A refreshingly improvised romance emerges from a sea of tightly scripted genre films, showcasing the talents of rising stars Felicity Jones and Anton Yelchin.
Like Crazy is released internationally in the shadow of the Sundance Film Festival behemoth, where it won the Grand Jury Prize all the way back at the 2011 festival. While director Drake Doremus isn’t exactly a household name, at least not yet, his previous feature Douchebag also played at Sundance in competition the following year. For his third feature, he brings us one of his most personal stories to date, reenacting (according to Austrian-born ex-wife Desiree Pappenscheller) much of their romantic history.

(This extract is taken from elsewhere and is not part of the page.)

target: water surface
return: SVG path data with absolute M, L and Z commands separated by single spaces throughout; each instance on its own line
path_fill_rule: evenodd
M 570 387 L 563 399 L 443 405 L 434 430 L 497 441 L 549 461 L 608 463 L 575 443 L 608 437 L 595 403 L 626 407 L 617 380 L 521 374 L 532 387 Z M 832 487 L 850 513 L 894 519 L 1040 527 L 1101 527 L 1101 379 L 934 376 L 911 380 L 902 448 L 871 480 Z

Jacob (Anton Yelchin) and Anna (Felicity Jones) meet at college in the US, and promptly fall in love. After an intense period of romance, Anna decides to break her visa and not return to her native UK in order to spend more time with Jacob. However, when she eventually goes home for a wedding, she is denied re-entry into the US for having broken the terms of her initial visa. So begins a long-distance romance between the pair, testing the limits of their love and the very notion of what a relationship is.

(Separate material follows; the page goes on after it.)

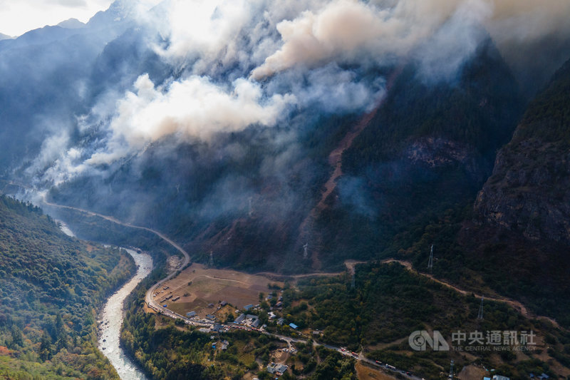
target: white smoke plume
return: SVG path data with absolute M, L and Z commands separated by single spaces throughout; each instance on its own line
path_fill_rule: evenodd
M 370 68 L 415 60 L 423 77 L 452 79 L 488 36 L 505 50 L 567 36 L 569 14 L 567 0 L 164 1 L 138 23 L 150 36 L 144 48 L 175 75 L 153 83 L 143 73 L 118 98 L 100 98 L 91 111 L 100 116 L 95 148 L 60 149 L 73 157 L 58 162 L 75 173 L 166 136 L 207 140 L 275 125 L 293 108 L 363 111 L 384 92 L 384 78 L 365 78 Z
M 252 124 L 273 125 L 295 103 L 291 95 L 274 94 L 264 100 L 261 87 L 245 79 L 236 80 L 229 93 L 203 77 L 192 76 L 162 89 L 143 75 L 135 88 L 118 103 L 109 149 L 95 153 L 88 164 L 108 163 L 172 134 L 182 140 L 191 136 L 206 140 L 216 133 L 242 130 Z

Like Crazy offers an amazingly intense and intimate portrait of a relationship as it grows and fades. If the emotional reactions seem like genuine ones, it’s because they are to some extent. What is truly remarkable about the film is that while the scenarios were scripted, the dialogue and individual moments were entirely improvised. Actors Jones and Yelchin were given a “scriptment”, much like the TV shows in the vein of Curb Your Enthusiasm, where the scene had a purpose but it was up to the actors how that scene played out. Yet moving this technique from comedy to drama is a bold one, bringing the same freshness to melodrama.
This would not be possible, of course, without two strong leads and the impressive Jones and Yelchin are the very model of a young couple in love. What is essentially a two-hander, with the exception of a few people who drift in and out of their lives, is driven by their dual passions for finding the truth in these characters. The relationship is either doomed or fated to be from the start, begging the larger question of what happens when you do find the person you are supposed to be with from the start. The purposely ambiguous ending makes us question whether this love is just an illusion, as manufactured as the Go-Kart/beach montage that indicates they are now in love, but the relationships that they do develop with other people (including an incredibly patient Jennifer Lawrence) seem to be simply biding their time. On the other hand, could love simply be the ache we feel for something we can’t have?
Shot on the inexpensive Canon EOS 7D DSLR camera, a consumer level piece of equipment, the rawness of this imagery enhances rather than detracts from the realness of the scene. As Ryan Adams once sung, “When you’re young you get sad, then you get high”, and Like Crazy aims to strip raw the illusion of youth, back to these bare essentials. The slow and meandering pace serves to capture the frustration of aching to be something or with someone that may never come to pass, but having to keep on living regardless of what the heart wants.
Like Crazy is released in Australia on 1 March 2012 from Paramount.